O Brasil registrou um superávit comercial de US$ 2,1 bilhões na terceira semana de fevereiro de 2026, com uma corrente de comércio alcançando US$ 9,5 bilhões. Segundo dados da Secretaria de Comércio Exterior (Secex/MDIC) divulgados em 23 de fevereiro, as exportações cresceram 31,7% em relação ao mesmo período do ano anterior, totalizando US$ 5,79 bilhões no intervalo semanal. Esse vigor econômico é sustentado pela performance da indústria extrativa, que saltou 70,5%, e da agropecuária, evidenciando a dependência positiva de commodities para manter o saldo positivo de US$ 7,2 bilhões no acumulado do ano.
Eficiência logística impulsiona o Nordeste
A sustentação desse volume exportador passa diretamente pela infraestrutura portuária, com destaque para a Região Nordeste, que movimentou 329,7 milhões de toneladas de carga em 2025. Dados da Antaq revelam que o crescimento de 9,4% na movimentação de contêineres foi o maior desde 2021, totalizando 21,2 milhões de toneladas.

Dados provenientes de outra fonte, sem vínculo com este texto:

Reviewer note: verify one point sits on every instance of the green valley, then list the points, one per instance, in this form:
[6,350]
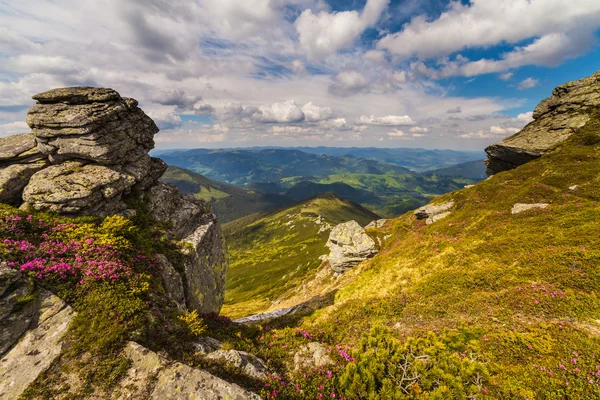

Terminais como Ponta da Madeira, no Maranhão, lideraram o volume com 172,4 milhões de toneladas, enquanto o Porto de Suape, em Pernambuco, consolidou sua posição estratégica com 24,3 milhões de toneladas movimentadas.
Para o setor, essa agilidade operacional em terminais autorizados e portos públicos é o que transforma a região em um hub logístico internacional. O Porto de Itaqui e o Terminal do Pecém também figuram como peças fundamentais nesse tabuleiro, movimentando, respectivamente, 36,8 milhões e 20,5 milhões de toneladas. A diversificação entre granéis sólidos, como minério de ferro e soja, e a carga conteinerizada permite que o Brasil responda com rapidez às demandas flutuantes do mercado global, reduzindo custos de transação e tempo de trânsito.
Ofensiva diplomática e tecnológica na Ásia
Paralelamente ao fluxo de carga, o governo brasileiro intensifica acordos de cooperação técnica para garantir mercados futuros. Em Seul, o ministro da Agricultura e Pecuária, Carlos Fávaro, assinou memorandos de entendimento com o governo da Coreia do Sul em 23 de fevereiro. Os acordos focam em agricultura digital, segurança alimentar e harmonização de normas sanitárias. Essa aproximação institucional é vital para que a produção nacional atenda aos rigorosos padrões asiáticos, utilizando tecnologia e inovação como diferenciais competitivos.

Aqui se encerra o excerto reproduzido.